After all, cord cutting remains rampant, with MVPDs reporting around the same subscriber attrition in Q1 2022 that they have experienced for years. And if anything, the pressure on SVODs has simply shifted focus to ad-supported streaming, not back to old-school cable and broadcast. Ad money continues to flow from linear TV to AVOD alternatives, with digital media accounting for 56% of total ad spending in the U.S. in April, up from 51% in April 2021 and 43% in April 2020, according to MediaPost. That growth is only likely to accelerate as Netflix and Disney+ get into the AVOD game later this year. The explosion of FAST channels makes it even more likely that more and more ad money will flow to digital.
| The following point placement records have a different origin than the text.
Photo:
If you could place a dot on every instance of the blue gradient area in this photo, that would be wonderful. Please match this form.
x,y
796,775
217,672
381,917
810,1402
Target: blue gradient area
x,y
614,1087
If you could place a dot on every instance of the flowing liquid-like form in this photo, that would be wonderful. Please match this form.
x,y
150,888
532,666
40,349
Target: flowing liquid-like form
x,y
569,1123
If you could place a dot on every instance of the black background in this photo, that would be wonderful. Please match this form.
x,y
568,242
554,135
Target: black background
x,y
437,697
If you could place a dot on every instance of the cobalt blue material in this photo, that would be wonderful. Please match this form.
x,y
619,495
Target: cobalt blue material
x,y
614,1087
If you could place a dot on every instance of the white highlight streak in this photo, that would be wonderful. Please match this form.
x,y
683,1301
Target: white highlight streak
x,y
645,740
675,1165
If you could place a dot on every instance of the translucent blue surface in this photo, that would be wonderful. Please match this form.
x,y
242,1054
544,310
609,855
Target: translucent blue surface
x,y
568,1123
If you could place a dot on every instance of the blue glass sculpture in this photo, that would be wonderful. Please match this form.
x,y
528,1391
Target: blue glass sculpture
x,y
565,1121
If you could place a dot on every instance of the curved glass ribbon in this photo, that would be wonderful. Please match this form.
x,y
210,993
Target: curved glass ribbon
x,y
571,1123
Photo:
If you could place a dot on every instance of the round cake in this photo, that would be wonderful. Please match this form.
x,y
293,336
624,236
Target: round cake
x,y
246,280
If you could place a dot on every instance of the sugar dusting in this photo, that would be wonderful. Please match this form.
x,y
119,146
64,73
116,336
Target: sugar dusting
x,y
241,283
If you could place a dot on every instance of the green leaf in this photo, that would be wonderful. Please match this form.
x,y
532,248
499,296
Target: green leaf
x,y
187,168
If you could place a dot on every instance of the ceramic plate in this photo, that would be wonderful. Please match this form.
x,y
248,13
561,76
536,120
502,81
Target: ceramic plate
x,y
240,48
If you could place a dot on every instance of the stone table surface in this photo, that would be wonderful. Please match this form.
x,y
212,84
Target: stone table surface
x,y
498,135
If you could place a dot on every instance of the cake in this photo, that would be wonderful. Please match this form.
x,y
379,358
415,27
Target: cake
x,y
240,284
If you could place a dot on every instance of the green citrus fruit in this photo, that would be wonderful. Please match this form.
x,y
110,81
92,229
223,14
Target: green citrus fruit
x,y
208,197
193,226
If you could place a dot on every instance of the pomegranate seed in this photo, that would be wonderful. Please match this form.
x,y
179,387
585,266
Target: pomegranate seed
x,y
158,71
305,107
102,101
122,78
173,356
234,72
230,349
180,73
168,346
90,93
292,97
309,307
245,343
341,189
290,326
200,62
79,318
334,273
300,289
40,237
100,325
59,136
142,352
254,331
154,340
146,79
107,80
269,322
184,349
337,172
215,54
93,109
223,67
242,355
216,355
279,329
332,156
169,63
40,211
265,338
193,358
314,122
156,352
As for traditional pay TV, let’s wait for cord cutting to truly reverse (or at least level off sustainably) before writing its comeback story, either on the subscription or advertising side. 

So while it’s possible that the next couple of years could create certain realignments that bolster some traditional TV elements, a return to the old glory days seems highly unlikely, especially with the feds about to dump $65 billion into broadband as part of the Infrastructure Act, and new fiber and 5G fixed wireless access networks sprouting up everywhere. With 4K streaming soon available across every nook and cranny of the U.S., it’s likely that fewer and fewer consumers will choose bloated pay-TV packages, even if they remain simpler and more convenient than navigating a confusing SVOD and AVOD landscape. Even virtual MVPDs like Sling TV and Hulu + Live are losing subs now as AVOD and FAST channels spread. As Disney CEO Bob Chapek implied during the company’s Q1 earnings call, ESPN’s sports content would probably have moved to streaming by now if not for those sweet license fees still rolling in from 70-plus million MVPD homes. Similarly, NHL Commissioner Gary Bettman this week said DTC makes sense but only “over time.” That’s the thing. Market realities and legacy cashflow pressures will be with us for quite a while. But if cable operators could survive years of capital pressures and government regulation to achieve the American Dream, then we’re guessing media companies can withstand Wall Street’s recent skepticism to achieve their own version: Let’s just call it the American Stream. You’re welcome.